You changed the batch size but not the learning rate and the number of iterations? If so, you should change the learning rate and number of iterations as per the linear scaling rule.

dogyoonlee commented 1 year ago

I miss to notice the detailed parameter I used in training. I tried training hyper parameter as follows since I use 2 gpu(RTX 3090). As I understand the linear scaling rule, it is important that how many batch is computed per gpu. Hence I modified learning rate as 1/8 from original parameter since raw-nerf use 16 TPU in original setting as I know. In addition, I modified learning rate delay steps and max iteration as 8 times of original setting to train full optimization. But it doesn't work and still show poor evaluation performance(around 15 PSNR) despite of high training performance(around 52 PSNR). I stopped training in 740000 steps since it still shows poor performances as follows Modified hyperparameters in llff_raw.gin:

Config.batch_size = 2048
Config.render_chunk_size = 2048
Config.lr_init = 0.000125
Config.lr_final = 0.00000125
Config.max_steps = 4000000
Config.checkpoint_every = 25000
Config.lr_delay_steps = 20000
Config.lr_delay_mult = 0.01
Config.grad_max_norm = 0.1
Config.grad_max_val = 0.1
Config.adam_eps = 1e-8

Is there any wrong here?

Now I'm training with Config.lr_init = 0.0000625 and Config.lr_final = 0.000000625. Thank you for your help!

jonbarron commented 1 year ago

I don't think the number of GPUs is relevant here.

dogyoonlee commented 1 year ago

@jonbarron I'm sorry to bother you again.

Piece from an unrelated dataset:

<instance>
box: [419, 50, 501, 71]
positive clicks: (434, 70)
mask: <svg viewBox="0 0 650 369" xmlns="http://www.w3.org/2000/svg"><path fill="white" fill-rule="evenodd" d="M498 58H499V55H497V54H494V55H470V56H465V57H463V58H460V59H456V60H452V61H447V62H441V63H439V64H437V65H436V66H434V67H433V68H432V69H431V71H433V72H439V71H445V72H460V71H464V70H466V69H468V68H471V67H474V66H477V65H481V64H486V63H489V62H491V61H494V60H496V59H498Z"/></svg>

I tried many values for Config.batch_size, Config.render_chunk_size, Config.lr_init, Config.lr_final, Config.max_steps, and Config.lr_delay_steps on 2 GPU(RTX 3090). But none of them worked. Especially, if training iteration reach the specific step(it varies along the hyperparameter setting) training PSNR drastically fall. When I set the lr_init and lr_final as 1.5625e-5 and 1.5625e-7, which is really small compared to original setting, training PSNR can increase until around 17, but it fall again after the 6400 iteration(with lr_decay_steps=160000). I suppose there is also the problem of warmup iteration setting(lr_decay_steps), independent to learning rate.

I will try another hyperparameters as you said according to linear scaling weight.

Again, thank you for you help and awesome work!!